3. L’aveuglement sur la présence d’islamistes radicaux parmi les rebelles libyens
Un reproche est fait au gouvernement britannique de l’époque: la méconnaissance du terrain libyen en général et celui du rôle des militants islamistes radicaux en particulier. «La possibilité qu’ils tentent de bénéficier de la rébellion n’aurait pas dû être qu’une analyse rétrospective, attaque le rapport. Les connexions libyennes avec des groupes extrémistes internationaux étaient connues avant 2011, car beaucoup de Libyens avaient participé à l’insurrection en Irak et en Afghanistan avec Al-Qaeda.»
Le renseignement britannique aurait été largement pris de court, selon le rapport. Cependant, au vu de la complexité de la rébellion libyenne, il était extrêmement difficile, en 2011, de prédire qui allait profiter de la chute de Kadhafi. D’ailleurs dans l’exemple inverse, en Syrie, où Bachar al-Assad s’est accroché (et s’accroche toujours) au pouvoir, des groupes islamistes ont également émergé. C’est même en Irak et en Syrie que l’Etat islamique a posé les premières pierres de son califat.

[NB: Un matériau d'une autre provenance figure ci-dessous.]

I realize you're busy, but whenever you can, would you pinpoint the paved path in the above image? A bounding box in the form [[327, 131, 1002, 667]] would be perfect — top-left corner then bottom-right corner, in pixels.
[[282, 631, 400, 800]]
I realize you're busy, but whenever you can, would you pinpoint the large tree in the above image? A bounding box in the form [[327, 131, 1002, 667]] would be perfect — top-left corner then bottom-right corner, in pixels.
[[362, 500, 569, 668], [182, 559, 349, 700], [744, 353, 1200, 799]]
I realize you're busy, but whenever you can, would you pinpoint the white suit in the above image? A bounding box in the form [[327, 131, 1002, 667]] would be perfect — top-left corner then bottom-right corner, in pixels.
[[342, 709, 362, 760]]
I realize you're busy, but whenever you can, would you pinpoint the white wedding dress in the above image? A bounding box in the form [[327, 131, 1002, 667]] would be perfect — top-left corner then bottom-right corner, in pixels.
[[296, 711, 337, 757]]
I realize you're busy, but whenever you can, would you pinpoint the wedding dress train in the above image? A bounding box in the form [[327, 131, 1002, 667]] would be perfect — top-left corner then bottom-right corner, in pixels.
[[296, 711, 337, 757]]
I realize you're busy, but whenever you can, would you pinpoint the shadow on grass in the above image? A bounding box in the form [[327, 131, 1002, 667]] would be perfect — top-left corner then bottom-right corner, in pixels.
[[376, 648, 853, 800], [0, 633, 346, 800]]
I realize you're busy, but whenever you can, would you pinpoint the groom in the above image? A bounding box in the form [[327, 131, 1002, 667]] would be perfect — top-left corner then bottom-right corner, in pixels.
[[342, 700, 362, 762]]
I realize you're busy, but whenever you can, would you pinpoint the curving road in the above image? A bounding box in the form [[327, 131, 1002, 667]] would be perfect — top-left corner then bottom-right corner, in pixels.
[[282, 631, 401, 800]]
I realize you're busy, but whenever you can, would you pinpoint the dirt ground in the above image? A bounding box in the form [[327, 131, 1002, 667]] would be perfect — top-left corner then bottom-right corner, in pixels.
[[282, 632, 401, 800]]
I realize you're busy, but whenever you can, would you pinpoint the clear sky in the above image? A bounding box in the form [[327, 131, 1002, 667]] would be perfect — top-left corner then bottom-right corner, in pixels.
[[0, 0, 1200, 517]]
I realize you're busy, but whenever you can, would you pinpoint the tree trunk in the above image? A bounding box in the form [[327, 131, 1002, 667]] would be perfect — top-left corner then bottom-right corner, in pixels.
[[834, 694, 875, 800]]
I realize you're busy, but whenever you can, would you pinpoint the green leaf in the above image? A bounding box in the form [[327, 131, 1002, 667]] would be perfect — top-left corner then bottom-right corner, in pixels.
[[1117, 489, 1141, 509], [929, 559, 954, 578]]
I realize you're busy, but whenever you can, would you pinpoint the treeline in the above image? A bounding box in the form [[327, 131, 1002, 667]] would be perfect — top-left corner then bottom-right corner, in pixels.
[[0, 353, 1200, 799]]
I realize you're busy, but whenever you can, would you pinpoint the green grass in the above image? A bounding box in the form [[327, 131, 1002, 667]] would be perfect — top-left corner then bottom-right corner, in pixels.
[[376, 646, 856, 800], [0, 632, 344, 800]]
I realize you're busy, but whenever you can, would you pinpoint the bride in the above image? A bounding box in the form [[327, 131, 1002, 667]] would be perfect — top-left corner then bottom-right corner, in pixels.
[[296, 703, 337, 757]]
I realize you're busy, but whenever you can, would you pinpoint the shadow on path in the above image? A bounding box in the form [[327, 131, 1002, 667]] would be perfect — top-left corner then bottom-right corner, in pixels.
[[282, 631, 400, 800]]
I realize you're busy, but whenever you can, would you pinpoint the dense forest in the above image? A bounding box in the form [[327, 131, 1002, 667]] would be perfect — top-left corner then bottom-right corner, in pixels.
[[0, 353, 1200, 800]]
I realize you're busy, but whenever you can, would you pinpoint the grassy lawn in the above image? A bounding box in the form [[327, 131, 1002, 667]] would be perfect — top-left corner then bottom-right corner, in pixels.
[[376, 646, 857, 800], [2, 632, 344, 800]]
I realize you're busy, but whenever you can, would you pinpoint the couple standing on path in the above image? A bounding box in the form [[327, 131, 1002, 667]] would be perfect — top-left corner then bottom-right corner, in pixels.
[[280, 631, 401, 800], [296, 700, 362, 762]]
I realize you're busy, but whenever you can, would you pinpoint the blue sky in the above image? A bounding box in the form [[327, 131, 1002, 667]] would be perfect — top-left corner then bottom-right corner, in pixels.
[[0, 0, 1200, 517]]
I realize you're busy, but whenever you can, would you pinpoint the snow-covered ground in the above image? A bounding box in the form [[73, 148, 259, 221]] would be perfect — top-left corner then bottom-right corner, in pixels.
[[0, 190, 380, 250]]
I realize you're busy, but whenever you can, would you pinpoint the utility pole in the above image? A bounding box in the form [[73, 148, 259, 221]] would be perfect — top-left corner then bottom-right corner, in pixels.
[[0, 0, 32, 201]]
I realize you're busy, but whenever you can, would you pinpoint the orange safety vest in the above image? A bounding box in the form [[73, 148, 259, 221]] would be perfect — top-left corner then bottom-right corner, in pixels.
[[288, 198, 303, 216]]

4. Le mandat de l’ONU et l’après-Kadhafi
Le rapport rappelle que la résolution 1973 était destinée à protéger les civils. Or, l’intervention franco-britannique a vite «dérivé vers une stratégie de renversement du régime par des moyens militaires»,écrivent les députés. En laissant passer les armes du Golfe à destination des rebelles et en bombardant les centres de commandement militaires libyens, la coalition a en effet outrepassé son mandat.
Par ailleurs, la communauté internationale a totalement échoué à accompagner le pays après la chute du régime. «Nous reconnaissons que la désastreuse expérience après la guerre d’Irak a engendré une répugnance à imposer des solutions pour la Libye. Néanmoins, parce que le Royaume-Uni et la France ont mené l’intervention, il était de leur responsabilité d’aider à la reconstruction politique et économique, ce qui et devenu impossible à cause de l’insécurité sur le terrain.»
Les conclusions des parlementaires britanniques sont publiées deux mois après le dévastateur rapport Chilcot, fustigeant Tony Blair pour son engagement dans la guerre contre Saddam Hussein en 2003. Avec ce nouveau rapport, le traumatisme irakien – notamment sur les mensonges des dirigeants ayant conduit le pays à la guerre — semble rejaillir sur la Libye.